Future Directions: Larger IPD meta-analyses and trials testing renin-guided versus usual care strategies to confirm lack of predictive value.

3. Association of obesity- and insulin resistance-related indices with subclinical carotid atherosclerosis in type 1 diabetes: a cross-sectional study.

61.5Level IIICohortCardiovascular diabetology · 2025PMID: 40319311

In 418 adults with type 1 diabetes, multiple adiposity/insulin resistance indices were compared for their association with subclinical carotid atherosclerosis. CVAI showed the strongest adjusted association (per 1 SD increase OR 1.68, 95% CI 1.16–2.47), suggesting promise as a screening marker pending longitudinal validation.

Impact: This work benchmarks a wide panel of obesity/IR indices and highlights CVAI as a practical, potentially superior marker for vascular risk assessment in type 1 diabetes.

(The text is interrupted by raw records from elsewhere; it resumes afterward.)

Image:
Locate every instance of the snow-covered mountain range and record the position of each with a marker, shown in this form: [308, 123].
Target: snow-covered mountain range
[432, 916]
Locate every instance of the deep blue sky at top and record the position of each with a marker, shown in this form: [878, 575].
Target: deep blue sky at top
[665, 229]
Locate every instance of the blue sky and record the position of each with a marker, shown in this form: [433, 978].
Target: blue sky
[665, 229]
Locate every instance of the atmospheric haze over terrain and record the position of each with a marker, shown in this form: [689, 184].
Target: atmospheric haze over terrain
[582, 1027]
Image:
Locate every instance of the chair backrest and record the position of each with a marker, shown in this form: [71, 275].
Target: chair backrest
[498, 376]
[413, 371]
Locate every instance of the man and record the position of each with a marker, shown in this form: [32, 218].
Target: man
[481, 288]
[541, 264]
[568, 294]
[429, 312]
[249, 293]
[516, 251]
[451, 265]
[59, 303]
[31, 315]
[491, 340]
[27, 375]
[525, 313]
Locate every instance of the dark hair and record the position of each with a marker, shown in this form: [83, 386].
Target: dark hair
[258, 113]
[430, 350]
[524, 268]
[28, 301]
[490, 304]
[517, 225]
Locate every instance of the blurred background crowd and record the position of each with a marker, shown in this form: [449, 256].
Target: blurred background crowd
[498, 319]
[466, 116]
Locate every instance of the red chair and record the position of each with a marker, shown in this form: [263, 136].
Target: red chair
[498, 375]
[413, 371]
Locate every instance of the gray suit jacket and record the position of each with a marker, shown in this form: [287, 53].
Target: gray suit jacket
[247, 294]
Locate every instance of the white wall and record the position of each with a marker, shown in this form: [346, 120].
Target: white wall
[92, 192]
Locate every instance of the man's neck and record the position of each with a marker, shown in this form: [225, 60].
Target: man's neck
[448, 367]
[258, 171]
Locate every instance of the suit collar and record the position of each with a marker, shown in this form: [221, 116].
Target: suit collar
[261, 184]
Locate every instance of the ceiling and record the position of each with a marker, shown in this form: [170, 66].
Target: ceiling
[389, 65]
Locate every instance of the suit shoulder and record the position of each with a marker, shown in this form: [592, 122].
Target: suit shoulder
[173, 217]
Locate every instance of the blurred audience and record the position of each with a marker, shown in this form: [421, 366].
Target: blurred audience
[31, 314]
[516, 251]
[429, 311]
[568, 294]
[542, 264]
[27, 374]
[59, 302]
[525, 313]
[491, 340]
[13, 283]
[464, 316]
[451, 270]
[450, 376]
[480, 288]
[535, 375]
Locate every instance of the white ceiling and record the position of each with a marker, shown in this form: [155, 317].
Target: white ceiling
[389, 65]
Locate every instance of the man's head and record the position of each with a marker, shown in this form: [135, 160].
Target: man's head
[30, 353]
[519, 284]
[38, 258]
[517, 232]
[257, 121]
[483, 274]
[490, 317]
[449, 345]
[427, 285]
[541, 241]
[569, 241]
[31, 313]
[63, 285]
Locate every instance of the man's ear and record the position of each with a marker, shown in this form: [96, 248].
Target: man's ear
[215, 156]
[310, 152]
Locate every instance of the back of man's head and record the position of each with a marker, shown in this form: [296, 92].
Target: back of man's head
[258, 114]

Clinical Implications: CVAI may help identify T1D patients with subclinical carotid disease for targeted prevention and monitoring; however, prospective studies are needed before routine adoption.

Key Findings

  • Among 418 adults with T1D, numerous adiposity/IR indices were evaluated against subclinical carotid atherosclerosis using multivariable logistic models, RCS, and ROC analyses.
  • CVAI demonstrated the strongest adjusted association with subclinical carotid atherosclerosis (per 1 SD increase OR 1.68, 95% CI 1.16–2.47).
  • Findings support CVAI as a candidate marker for vascular risk stratification in T1D, warranting longitudinal validation.

Methodological Strengths

  • Comprehensive comparison across many established adiposity/IR indices
  • Use of multivariable adjustment, restricted cubic splines, and ROC analyses

Limitations

  • Single-center, inpatient cohort in China limits generalizability
  • Cross-sectional design precludes causal inference; follow-up data not provided

Future Directions: Prospective studies to test predictive value of CVAI for incident atherosclerotic events and to define actionable thresholds in diverse T1D populations.